BUG/MEDIUM: debug: only dump Lua state when panicking
For a long time, we've tried to show the Lua state and backtrace when
dumping threads so as to be able to figure is (and which) Lua code was
misbehaving, e.g. by performing expensive library calls. Since 3.1 with
commit
365ee28510 ("BUG/MINOR: hlua: prevent LJMP in hlua_traceback()"),
it appears that the approach is more fragile (though that fix addressed
a real issue about out-of-memory), and it's possible to occasionally
observe crashes or CPU loops with "show threads" while running Lua
heavily. While users of "show threads" are rare, the watchdog warnings,
which were also enabled on 3.1, also trigger these issues, which is
even more of a concern.
This patch goes the simple way to address this for now: since the purpose
of the Lua backtrace was to help locate Lua call places upon a panic,
let's only call the backtrace on panic but not in other situations. After
a panic we obviously don't care that the Lua stack might be corrupted
since it's never going to be resumed anyway. This may be relaxed in the
future if a solution is found to reliably produce harmless Lua backtraces.

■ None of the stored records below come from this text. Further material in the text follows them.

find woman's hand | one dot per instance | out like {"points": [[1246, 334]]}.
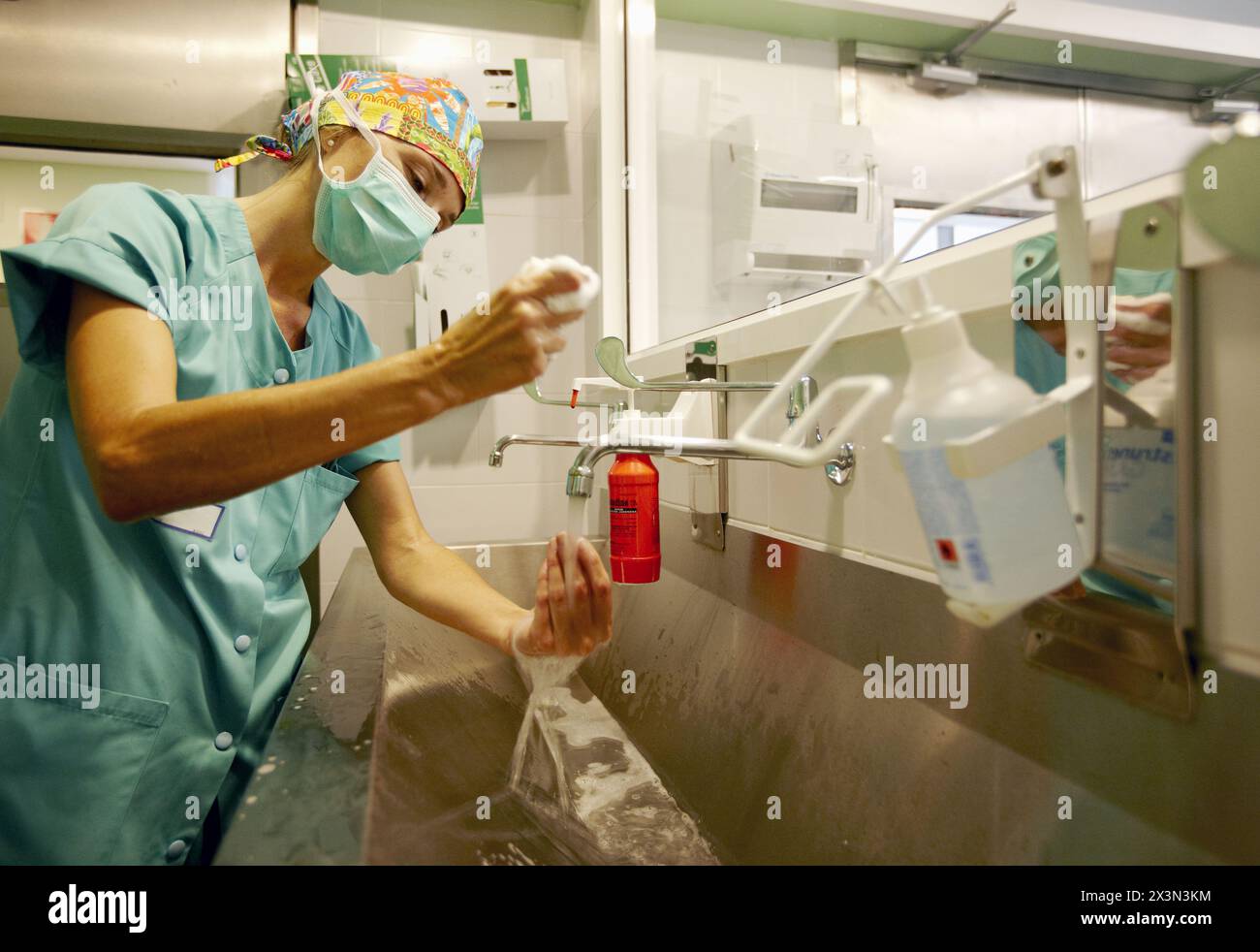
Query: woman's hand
{"points": [[572, 603], [511, 343]]}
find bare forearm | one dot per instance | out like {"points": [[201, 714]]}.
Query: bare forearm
{"points": [[435, 582], [196, 452]]}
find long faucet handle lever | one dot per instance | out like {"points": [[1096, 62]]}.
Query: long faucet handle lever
{"points": [[532, 390], [612, 356]]}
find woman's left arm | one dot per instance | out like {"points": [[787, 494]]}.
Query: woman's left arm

The commit above was backported to all stable branches, so this patch
will be needed everywhere. However, TAINTED_PANIC only appeared in 2.8,
and given the rarety of this bug before 3.1, it's probably not needed
to make any extra effort to go beyond 2.8.

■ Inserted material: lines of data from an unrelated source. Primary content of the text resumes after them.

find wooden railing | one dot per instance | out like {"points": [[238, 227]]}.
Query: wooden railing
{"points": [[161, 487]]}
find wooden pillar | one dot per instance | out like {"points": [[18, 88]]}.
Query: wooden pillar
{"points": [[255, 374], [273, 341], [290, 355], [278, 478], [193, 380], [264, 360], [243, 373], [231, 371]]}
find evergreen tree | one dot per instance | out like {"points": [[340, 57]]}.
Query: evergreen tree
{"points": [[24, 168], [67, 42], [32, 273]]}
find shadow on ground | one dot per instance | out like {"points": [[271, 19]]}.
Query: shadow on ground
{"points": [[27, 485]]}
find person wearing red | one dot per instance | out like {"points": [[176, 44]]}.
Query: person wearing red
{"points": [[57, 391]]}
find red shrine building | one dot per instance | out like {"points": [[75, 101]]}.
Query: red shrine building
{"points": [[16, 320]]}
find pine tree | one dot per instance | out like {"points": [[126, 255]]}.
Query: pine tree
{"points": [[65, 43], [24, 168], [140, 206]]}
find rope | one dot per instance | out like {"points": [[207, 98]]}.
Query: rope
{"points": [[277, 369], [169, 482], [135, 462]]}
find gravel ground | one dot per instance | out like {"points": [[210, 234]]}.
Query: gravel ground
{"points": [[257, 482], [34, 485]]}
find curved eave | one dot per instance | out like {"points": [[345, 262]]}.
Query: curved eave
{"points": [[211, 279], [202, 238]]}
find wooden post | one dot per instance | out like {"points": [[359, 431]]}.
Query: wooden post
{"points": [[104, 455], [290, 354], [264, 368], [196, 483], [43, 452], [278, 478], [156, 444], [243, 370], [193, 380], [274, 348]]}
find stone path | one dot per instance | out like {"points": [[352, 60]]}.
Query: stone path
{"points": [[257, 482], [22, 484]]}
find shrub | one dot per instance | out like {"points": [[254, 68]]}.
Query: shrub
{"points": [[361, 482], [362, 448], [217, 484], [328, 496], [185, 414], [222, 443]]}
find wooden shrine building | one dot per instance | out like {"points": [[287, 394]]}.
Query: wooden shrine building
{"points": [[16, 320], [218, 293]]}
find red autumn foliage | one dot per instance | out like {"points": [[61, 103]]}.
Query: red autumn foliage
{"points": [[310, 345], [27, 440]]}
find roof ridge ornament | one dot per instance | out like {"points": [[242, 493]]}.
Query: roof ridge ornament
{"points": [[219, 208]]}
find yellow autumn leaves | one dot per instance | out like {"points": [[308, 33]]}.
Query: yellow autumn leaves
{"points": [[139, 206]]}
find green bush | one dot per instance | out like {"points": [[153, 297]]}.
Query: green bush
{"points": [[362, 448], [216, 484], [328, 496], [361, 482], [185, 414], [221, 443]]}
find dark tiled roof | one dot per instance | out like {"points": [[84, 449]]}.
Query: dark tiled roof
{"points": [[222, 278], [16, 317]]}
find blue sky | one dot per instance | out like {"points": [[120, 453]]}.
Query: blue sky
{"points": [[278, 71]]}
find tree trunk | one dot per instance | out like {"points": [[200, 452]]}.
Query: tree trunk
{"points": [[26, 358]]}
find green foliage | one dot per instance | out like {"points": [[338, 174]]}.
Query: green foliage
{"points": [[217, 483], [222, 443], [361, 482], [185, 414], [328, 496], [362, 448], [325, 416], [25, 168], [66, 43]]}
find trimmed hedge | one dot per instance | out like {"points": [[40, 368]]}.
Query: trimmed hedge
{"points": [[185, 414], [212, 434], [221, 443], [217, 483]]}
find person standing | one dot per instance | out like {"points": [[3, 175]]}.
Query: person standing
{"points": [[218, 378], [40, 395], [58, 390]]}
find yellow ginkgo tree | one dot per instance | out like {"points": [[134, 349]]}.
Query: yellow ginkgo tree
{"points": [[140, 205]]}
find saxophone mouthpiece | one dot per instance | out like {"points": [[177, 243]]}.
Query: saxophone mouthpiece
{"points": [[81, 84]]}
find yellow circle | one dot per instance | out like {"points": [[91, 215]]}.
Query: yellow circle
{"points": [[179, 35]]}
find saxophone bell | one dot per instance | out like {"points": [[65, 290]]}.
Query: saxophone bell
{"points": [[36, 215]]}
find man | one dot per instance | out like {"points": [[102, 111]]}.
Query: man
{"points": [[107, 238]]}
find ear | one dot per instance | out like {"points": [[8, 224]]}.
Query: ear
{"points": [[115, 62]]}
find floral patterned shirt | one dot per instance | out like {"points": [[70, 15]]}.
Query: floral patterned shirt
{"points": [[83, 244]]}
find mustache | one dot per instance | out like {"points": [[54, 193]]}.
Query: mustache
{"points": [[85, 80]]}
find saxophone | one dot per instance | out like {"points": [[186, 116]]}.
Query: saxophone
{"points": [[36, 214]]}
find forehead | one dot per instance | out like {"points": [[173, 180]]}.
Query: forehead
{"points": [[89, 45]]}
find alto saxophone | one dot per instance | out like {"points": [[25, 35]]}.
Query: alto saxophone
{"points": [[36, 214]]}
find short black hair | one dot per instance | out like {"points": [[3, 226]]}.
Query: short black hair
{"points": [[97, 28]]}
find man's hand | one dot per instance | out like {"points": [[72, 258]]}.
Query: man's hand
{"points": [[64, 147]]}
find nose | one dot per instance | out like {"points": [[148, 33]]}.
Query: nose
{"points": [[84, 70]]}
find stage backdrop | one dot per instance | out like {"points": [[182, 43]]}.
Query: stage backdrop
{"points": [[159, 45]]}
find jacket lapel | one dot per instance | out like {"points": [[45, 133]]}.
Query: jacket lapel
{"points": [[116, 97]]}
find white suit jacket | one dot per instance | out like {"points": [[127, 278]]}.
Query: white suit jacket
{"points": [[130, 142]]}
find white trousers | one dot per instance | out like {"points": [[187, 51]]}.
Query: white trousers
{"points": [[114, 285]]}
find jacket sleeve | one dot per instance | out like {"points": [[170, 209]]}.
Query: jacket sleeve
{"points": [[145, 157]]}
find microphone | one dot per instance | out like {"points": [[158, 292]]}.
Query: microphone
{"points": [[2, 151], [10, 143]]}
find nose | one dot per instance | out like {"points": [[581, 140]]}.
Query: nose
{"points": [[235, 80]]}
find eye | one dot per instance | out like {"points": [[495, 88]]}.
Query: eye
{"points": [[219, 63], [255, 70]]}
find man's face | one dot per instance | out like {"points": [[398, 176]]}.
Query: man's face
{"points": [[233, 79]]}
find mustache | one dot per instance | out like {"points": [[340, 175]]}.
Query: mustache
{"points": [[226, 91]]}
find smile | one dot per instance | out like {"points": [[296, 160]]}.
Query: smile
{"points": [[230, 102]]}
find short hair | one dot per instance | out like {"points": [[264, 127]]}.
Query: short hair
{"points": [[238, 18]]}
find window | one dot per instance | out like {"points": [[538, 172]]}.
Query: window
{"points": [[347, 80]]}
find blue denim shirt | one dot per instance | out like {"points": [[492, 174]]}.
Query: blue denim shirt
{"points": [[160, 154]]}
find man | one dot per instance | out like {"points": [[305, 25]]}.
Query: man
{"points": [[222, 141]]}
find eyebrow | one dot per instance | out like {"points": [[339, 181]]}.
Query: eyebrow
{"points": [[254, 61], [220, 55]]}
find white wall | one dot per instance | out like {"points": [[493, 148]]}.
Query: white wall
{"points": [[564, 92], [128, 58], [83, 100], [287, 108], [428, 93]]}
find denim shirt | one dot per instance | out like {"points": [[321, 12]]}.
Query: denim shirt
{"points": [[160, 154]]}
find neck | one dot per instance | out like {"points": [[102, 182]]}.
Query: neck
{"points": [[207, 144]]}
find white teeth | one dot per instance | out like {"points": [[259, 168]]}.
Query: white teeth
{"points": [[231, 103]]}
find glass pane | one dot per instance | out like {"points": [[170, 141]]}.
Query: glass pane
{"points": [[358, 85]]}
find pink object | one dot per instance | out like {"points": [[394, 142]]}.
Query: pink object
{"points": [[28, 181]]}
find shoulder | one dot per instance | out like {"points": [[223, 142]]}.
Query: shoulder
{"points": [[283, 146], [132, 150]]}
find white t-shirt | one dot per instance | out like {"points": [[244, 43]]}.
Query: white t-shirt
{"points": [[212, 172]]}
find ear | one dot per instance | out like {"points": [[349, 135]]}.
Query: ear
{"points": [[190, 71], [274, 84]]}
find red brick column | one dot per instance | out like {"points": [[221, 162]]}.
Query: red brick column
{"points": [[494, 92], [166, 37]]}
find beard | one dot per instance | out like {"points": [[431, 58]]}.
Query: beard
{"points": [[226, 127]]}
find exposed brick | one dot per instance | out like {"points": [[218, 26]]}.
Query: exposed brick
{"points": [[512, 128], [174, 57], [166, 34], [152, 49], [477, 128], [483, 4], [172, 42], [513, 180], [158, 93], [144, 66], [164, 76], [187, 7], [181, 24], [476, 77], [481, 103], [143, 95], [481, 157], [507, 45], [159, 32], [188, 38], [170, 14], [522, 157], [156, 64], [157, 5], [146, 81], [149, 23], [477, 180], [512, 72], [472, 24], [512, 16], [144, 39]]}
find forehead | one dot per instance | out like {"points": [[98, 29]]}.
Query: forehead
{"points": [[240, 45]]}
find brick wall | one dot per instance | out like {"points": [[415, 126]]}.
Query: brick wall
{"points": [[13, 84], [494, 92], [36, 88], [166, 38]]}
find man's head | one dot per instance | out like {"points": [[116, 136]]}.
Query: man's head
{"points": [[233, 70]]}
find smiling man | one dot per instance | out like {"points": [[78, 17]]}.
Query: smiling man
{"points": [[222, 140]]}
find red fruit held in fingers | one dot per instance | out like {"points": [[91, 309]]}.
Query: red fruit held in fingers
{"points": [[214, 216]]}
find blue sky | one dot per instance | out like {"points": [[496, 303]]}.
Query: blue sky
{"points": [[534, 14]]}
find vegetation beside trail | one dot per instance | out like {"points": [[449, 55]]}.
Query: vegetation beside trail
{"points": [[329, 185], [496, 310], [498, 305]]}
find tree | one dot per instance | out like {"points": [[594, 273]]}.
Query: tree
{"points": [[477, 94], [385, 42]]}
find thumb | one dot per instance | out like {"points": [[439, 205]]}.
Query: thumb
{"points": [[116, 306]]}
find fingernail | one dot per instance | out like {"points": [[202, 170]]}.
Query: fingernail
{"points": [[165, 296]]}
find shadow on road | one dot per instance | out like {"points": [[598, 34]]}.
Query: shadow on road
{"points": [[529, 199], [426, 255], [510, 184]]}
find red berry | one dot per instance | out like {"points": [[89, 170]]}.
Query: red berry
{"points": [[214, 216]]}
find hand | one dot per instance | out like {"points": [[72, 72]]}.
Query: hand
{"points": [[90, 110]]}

It's easy enough to test a version for being subject to this issue,
by running the following Lua code:
local function stress(txn)
for _, backend in pairs(core.backends) do
for _, server in pairs(backend.servers) do
local stats = server:get_stats()
end
end
end
core.register_fetches("stress", stress)
in the following config file:
global
stats socket /tmp/haproxy.stat level admin mode 666
tune.lua.bool-sample-conversion normal
lua-load-per-thread "stress.lua"
listen stress
bind :8001
mode http
timeout client 5s
timeout server 5s
timeout connect 5s
http-request return status 200 content-type text/plain lf-string %[lua.stress()]
server s1 127.0.0.1:8000
and stressing port 8001 with 100+ connections requesting / in loop, then
issuing "show threads" on the CLI using socat in loops as well. Normally
it instantly segfaults (sometimes during the first "show").